Paintings can be protected with applied coatings, like synthetic varnishes, but these materials can oxidize and degrade and their removal is not without perils. In the sixteenth century, only small lites of glass were available, which led to miniature paintings being the first to benefit from protective glass. Before clear glass was developed for use in buildings in the mid-eighteenth century, paintings were at times protected by curtains attached to their frames. Thinned sheets of tortoise-shell were also used at times.
In the nineteenth century, as cylinder glass became available in larger sizes, the Tate Gallery in London began to use glass, in combination with backing boards, to protect their paintings, with measurable success. An excellent account of this effort can be found here.
In the earlier part of the twentieth century, museums in the U. S. displayed most of their paintings without protective glazing. Glazing was specifically reserved for works by such masters as Leonardo and Vermeer, since the dark surface of many older paintings made the glass highly reflective. In the latter decades of the twentieth century, reflection canceling glass became available and the benefit/risk equation began to shift.

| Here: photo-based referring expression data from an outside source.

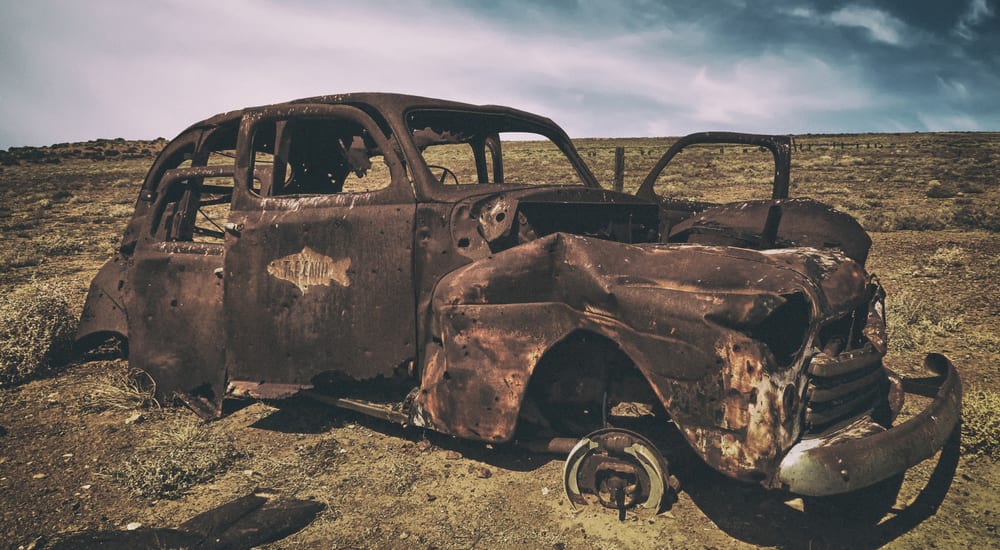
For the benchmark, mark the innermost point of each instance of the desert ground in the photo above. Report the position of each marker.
(82, 445)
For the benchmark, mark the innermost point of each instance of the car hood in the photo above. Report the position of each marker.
(727, 285)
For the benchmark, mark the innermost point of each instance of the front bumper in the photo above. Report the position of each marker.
(860, 456)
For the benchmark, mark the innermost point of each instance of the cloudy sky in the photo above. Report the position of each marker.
(73, 71)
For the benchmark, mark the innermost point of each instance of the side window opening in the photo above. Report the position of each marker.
(462, 148)
(195, 204)
(316, 157)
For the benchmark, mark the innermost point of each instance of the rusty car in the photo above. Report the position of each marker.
(383, 253)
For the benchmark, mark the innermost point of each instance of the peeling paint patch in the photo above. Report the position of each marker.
(310, 268)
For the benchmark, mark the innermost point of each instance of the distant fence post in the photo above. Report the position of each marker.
(619, 169)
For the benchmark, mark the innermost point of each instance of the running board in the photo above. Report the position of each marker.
(377, 410)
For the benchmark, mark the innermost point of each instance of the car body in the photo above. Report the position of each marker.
(400, 256)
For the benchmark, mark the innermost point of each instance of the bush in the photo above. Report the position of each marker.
(981, 422)
(37, 327)
(171, 462)
(938, 190)
(914, 321)
(977, 217)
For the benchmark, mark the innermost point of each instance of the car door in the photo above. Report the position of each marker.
(318, 285)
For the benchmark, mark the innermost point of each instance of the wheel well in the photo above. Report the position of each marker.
(578, 381)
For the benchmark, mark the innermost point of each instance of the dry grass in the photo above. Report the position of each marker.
(121, 388)
(981, 422)
(915, 321)
(170, 462)
(37, 326)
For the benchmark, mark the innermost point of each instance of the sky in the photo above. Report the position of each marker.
(75, 71)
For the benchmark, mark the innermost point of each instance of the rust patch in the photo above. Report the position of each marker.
(310, 268)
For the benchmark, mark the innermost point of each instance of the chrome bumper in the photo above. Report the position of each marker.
(864, 454)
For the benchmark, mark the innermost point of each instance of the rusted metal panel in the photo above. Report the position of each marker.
(461, 306)
(174, 299)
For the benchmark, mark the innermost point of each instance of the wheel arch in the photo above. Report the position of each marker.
(104, 315)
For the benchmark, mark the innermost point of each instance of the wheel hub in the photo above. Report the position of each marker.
(616, 468)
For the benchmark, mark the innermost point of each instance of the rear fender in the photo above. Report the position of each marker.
(104, 313)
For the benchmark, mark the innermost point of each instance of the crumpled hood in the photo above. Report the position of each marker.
(732, 286)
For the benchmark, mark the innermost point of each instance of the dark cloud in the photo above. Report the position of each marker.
(111, 68)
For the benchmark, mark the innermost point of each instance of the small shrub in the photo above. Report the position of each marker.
(913, 321)
(51, 245)
(970, 188)
(948, 256)
(977, 217)
(37, 327)
(171, 462)
(981, 422)
(920, 219)
(907, 218)
(938, 190)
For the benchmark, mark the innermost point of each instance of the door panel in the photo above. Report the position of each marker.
(318, 269)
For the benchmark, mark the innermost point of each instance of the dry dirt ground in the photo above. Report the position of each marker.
(78, 450)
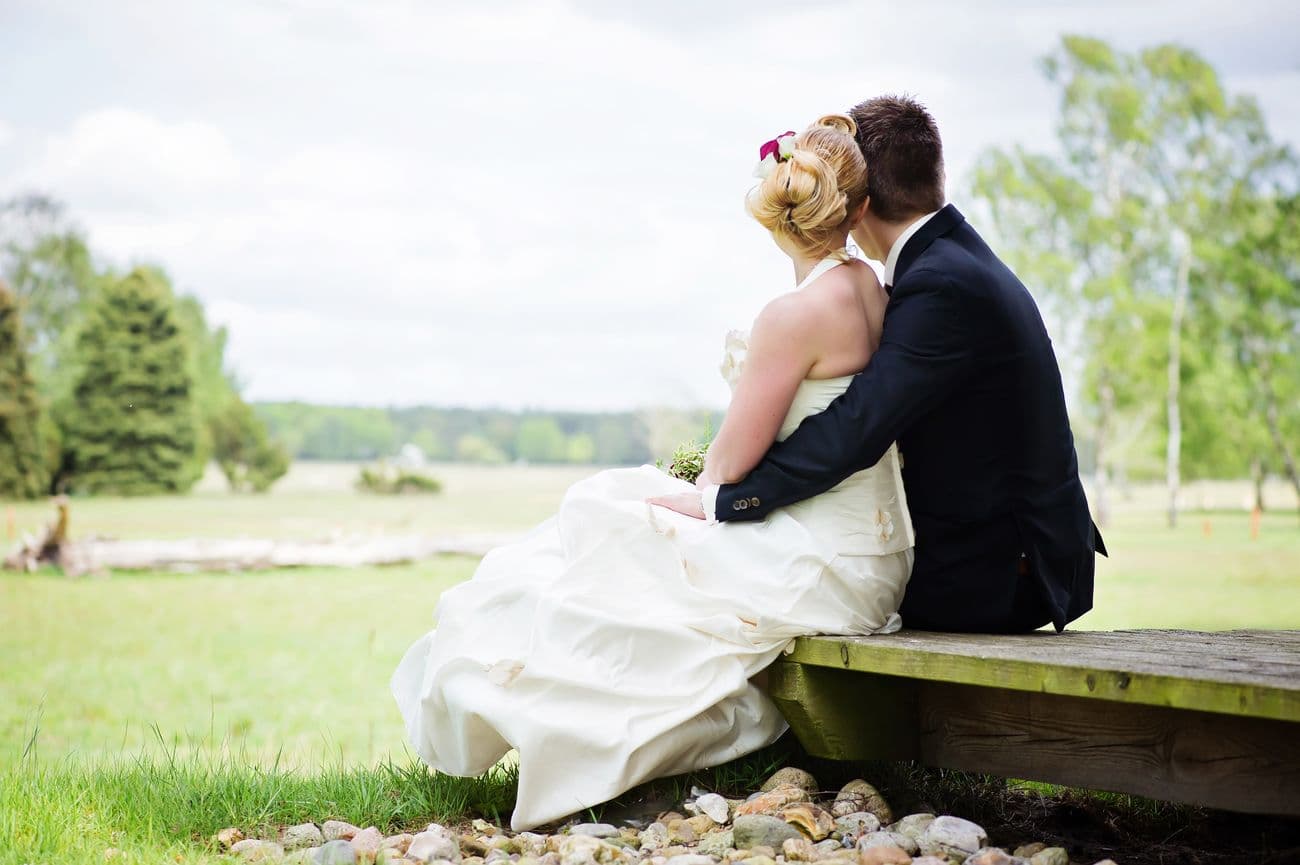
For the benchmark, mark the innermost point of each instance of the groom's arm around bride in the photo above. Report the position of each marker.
(966, 381)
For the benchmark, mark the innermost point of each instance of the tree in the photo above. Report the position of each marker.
(1259, 303)
(1151, 145)
(540, 440)
(246, 454)
(22, 458)
(48, 266)
(130, 428)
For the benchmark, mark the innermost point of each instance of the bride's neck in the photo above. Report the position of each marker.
(804, 264)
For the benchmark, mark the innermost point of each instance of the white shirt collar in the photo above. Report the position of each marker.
(896, 250)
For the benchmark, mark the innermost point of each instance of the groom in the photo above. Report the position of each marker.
(967, 384)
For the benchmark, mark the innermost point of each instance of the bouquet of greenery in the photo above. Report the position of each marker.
(688, 459)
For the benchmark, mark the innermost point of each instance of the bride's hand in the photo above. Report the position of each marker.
(689, 504)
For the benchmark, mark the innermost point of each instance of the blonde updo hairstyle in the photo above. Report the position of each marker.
(807, 197)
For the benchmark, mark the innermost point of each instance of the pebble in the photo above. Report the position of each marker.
(302, 835)
(859, 822)
(1051, 856)
(953, 838)
(993, 856)
(911, 825)
(789, 777)
(798, 850)
(888, 839)
(654, 837)
(772, 800)
(336, 852)
(594, 830)
(813, 821)
(761, 830)
(858, 795)
(690, 859)
(228, 838)
(258, 851)
(336, 830)
(884, 855)
(367, 843)
(429, 846)
(718, 843)
(715, 807)
(398, 843)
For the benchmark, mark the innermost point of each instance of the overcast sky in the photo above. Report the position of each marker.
(511, 203)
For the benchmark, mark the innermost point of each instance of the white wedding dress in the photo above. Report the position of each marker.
(615, 643)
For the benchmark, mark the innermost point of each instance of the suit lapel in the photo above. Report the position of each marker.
(941, 224)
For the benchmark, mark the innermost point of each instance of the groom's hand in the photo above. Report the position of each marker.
(688, 504)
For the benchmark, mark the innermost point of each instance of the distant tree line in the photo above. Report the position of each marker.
(479, 436)
(1164, 233)
(109, 381)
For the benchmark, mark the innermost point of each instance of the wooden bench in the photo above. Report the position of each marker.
(1204, 718)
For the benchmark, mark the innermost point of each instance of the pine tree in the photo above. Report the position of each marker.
(131, 428)
(22, 459)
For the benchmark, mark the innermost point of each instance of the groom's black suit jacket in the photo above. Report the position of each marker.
(967, 384)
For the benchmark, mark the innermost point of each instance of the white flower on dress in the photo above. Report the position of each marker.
(733, 355)
(884, 524)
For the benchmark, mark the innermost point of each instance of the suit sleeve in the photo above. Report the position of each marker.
(926, 351)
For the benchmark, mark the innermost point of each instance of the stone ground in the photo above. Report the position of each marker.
(788, 821)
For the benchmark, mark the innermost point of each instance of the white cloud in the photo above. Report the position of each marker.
(532, 203)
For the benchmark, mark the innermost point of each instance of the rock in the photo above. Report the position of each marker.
(430, 844)
(993, 856)
(336, 830)
(953, 838)
(584, 850)
(702, 824)
(594, 830)
(885, 838)
(228, 838)
(791, 777)
(859, 822)
(654, 837)
(911, 825)
(798, 850)
(680, 831)
(367, 843)
(715, 807)
(258, 851)
(762, 830)
(398, 843)
(718, 843)
(884, 855)
(813, 821)
(1051, 856)
(336, 852)
(858, 795)
(302, 835)
(772, 800)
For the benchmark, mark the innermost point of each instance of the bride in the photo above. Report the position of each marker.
(616, 641)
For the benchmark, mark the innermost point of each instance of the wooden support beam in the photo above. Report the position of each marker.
(1197, 757)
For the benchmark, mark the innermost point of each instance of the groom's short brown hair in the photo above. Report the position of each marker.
(905, 156)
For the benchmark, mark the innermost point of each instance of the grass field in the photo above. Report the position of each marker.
(287, 670)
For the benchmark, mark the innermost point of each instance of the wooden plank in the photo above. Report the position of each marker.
(1240, 673)
(1197, 757)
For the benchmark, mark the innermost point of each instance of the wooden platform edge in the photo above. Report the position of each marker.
(1129, 687)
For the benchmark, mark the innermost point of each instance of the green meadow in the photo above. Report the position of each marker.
(260, 699)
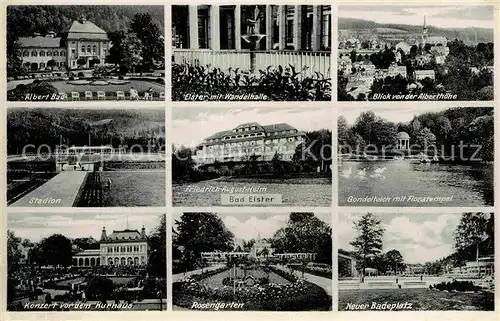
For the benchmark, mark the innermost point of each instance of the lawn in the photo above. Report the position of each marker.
(421, 299)
(135, 188)
(216, 280)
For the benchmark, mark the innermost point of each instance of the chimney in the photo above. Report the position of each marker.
(103, 234)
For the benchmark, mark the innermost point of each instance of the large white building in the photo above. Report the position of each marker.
(81, 45)
(248, 140)
(120, 248)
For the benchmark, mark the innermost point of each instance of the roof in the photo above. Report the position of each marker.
(84, 30)
(403, 135)
(40, 42)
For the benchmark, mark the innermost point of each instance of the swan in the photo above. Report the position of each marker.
(347, 172)
(380, 170)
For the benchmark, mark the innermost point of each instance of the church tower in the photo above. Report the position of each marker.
(424, 33)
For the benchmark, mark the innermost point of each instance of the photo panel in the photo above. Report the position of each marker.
(252, 261)
(260, 156)
(86, 157)
(416, 261)
(415, 52)
(433, 155)
(85, 53)
(110, 262)
(251, 52)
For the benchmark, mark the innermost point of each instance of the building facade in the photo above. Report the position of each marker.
(81, 45)
(120, 248)
(250, 140)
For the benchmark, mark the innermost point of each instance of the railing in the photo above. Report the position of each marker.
(314, 61)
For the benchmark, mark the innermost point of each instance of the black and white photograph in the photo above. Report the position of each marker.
(85, 53)
(431, 156)
(263, 156)
(416, 261)
(251, 52)
(415, 52)
(85, 157)
(86, 262)
(252, 261)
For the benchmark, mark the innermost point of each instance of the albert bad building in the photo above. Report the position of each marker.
(120, 248)
(250, 140)
(81, 44)
(221, 36)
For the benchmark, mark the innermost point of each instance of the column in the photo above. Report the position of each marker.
(237, 27)
(214, 27)
(282, 27)
(269, 27)
(316, 28)
(193, 27)
(297, 27)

The first reflection canceling coating manufactured in the U.S. was produced on an iron rich glass, and its optics were less than perfect; when it was laminated to itself, it was quite dark green, which limited its usage. In Europe, laminated glass with reflection canceling coatings was produced on low iron glass and was aesthetically quite successful. In the latter decades of the last century, reflection canceling glass and its laminated forms began to expand the role of sheet glazing, making more works available for loan and for long-term exhibition. This, combined with the technological advancement of Optium Museum Acrylic, which offered aesthetically pleasing anti-static and UV protection, at a lighter weight and less breakable than glass, tipped the balance in favor of glazing, and is now a standard part of a great many inter-museum loans and of extended display in this century.
One complication which affects the usage of Optium is the fact that acrylic sheets will warp when one side is wetter or drier than the other. This means that if a sheet of Optium is part of a sealed enclosure and it is moved to a challenging climate, this warping possibility must be taken into account. Laminated glass, like UltraVue Laminated Glass, is not affected by the warping problem and it is a vapor barrier, so it can be successfully used in long-term sealed enclosures and only its weight and fragility must be considered.
Today, well-lit reflection canceling glazing in a room without exposure to outdoor sunlight is virtually invisible to the viewer. This is a huge advance in preservation, since the most precious works can now be displayed while being protected from pollution, pests, and all contact with visitors. Future advances in making thin-film coatings less reflective of daylight and bringing together warp-free advantages of glass with the shatter-resistance of acrylic can write another page in this important preservation story.